Yes they are about Jesus entry into Jerusalem!

Yes they are about a miracle in that Jesus foreknew that there would be a colt standing waiting for him to use and that the colts owners would be amenable to letting the colt go off with the disciples!

Yes it is about the fulfilment of prophecy – even the intentional fulfilment of ancient prophesy by Jesus – I think we need to understand that just because there are critics out there that will “argue” Jesus sought to fulfil some of the OT prophesies about Him, that argument does not invalidate the fulfilment of those prophecies in any way whatsoever.
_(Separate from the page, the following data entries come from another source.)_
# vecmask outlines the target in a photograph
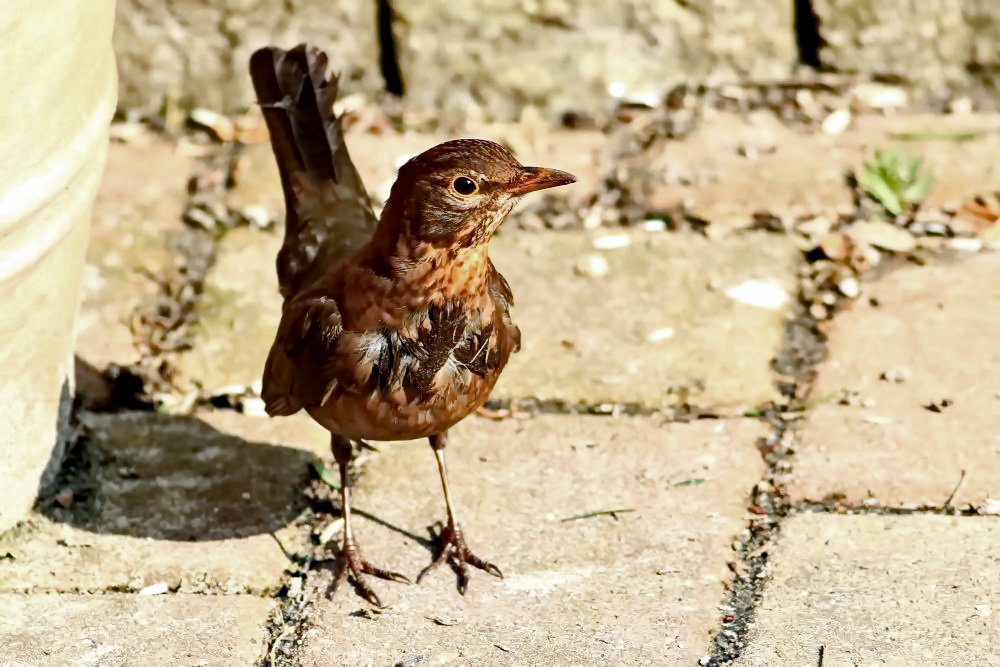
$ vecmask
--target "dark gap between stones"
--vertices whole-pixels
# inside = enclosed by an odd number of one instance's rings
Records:
[[[387,92],[402,97],[405,92],[403,74],[399,69],[399,51],[396,48],[396,34],[392,30],[396,13],[389,0],[378,0],[378,44],[379,64]]]
[[[823,69],[819,57],[823,47],[823,37],[819,31],[819,16],[812,0],[793,0],[795,13],[795,44],[799,51],[799,62],[813,69]]]

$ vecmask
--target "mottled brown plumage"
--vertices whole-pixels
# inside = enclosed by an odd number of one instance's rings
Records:
[[[287,208],[277,261],[285,302],[263,398],[271,415],[304,409],[330,431],[342,480],[341,571],[376,604],[363,574],[406,578],[358,553],[351,442],[429,438],[448,509],[432,566],[451,559],[464,592],[466,563],[500,570],[465,546],[445,434],[483,404],[520,345],[510,287],[487,244],[521,195],[575,179],[524,167],[493,142],[449,141],[400,168],[376,222],[333,115],[336,80],[325,70],[326,56],[304,45],[261,49],[250,61]]]

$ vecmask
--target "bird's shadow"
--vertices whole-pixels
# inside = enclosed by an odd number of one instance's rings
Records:
[[[202,542],[274,533],[314,502],[308,489],[317,457],[304,449],[248,441],[197,417],[150,410],[81,412],[81,425],[36,503],[55,522],[98,534]],[[331,511],[339,509],[334,504]],[[426,539],[355,511],[431,548]]]

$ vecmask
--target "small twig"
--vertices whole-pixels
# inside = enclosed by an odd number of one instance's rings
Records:
[[[267,652],[267,658],[270,664],[272,665],[274,664],[274,658],[278,652],[278,644],[280,644],[281,642],[288,641],[291,638],[292,633],[294,631],[295,628],[293,628],[290,625],[282,626],[281,634],[279,634],[277,637],[274,638],[274,642],[271,644],[271,650]]]
[[[598,510],[597,512],[587,512],[586,514],[578,514],[576,516],[568,516],[565,519],[559,519],[560,521],[579,521],[580,519],[592,519],[595,516],[602,516],[607,514],[615,521],[618,520],[618,515],[623,512],[634,512],[634,509],[621,509],[621,510]]]
[[[951,507],[951,501],[954,500],[955,495],[958,493],[958,490],[962,488],[962,484],[964,483],[965,483],[965,470],[962,470],[962,475],[958,478],[958,484],[956,484],[955,488],[951,490],[951,493],[948,495],[948,499],[944,501],[944,507],[946,509]]]

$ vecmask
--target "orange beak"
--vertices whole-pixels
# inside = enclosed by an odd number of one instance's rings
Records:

This is potentially a whole separate subject that a whole article can be devoted to, but suffice it to say here and now, this miracle is no less a miracle for the appearance that Jesus may have “self-fulfilled” it)!

What I would like to draw attention to is that whilst these passages are clearly about all the things listed above and probably more, they are principally about showing, even proving who Jesus truly is to the people of the day.

Fulfilment of the Jeremiah prophecy (9:9) is a significant event. Apart from the first century backdrop of Roman occupation and that the Jewish nation was looking for a “saviour” that would rise up as a political and/or military leader and kick the Romans out of their land, the idea that the Messiah would enter Jerusalem in such a significant manner, was a key indicator to them that whoever entered the capitol city like that was making claim to be Gods chosen one.

Can I encourage you to meditate prayerfully on the significance of this. We tend to look in these verses at the story of the donkey, as if the story is about that, or we concentrate on the contrast that we see in the crowds reactions in a short space of time and how all these people worshipping Jesus soon turned on Him, or we tend to concentrate on the fulfilment of the Zechariah prophesy, all of which to various degrees are important elements of this event in Jesus life.

But let us also take time to consider the implications of this whole event. Jesus here is clearly marking himself out through the nature of his mode of transport to be The Messiah, it is one if not the only time he allows public worship/adoration of His earthly self or at least the only time it is recorded for us.

The spontaneous reaction of the crowds, was this inspired by the Holy Spirit? Was it a natural reaction to the circumstances of celebrating the Passover for which they were all in Jerusalem for, and that reports of Jesus’ miracles prior to His arrival at Jerusalem? I don’t know the answers to these questions, but what I do know is that in the clearest possible way, at least to the first century Jew, was that He was proclaiming to be The Messiah!

We know that His subsequent resurrection emphatically proved this claim but back then? Well they were reacting in faith. How much more should we, in faith, worship and glorify our King, Lord, brother, master and God.

As we move into Holy Week let em encourage you to read carefully the accounts of this week and to be fed spiritually by them and to share, especially in these times of lockdown, with those who you are in contact with and who may themselves be looking for answers.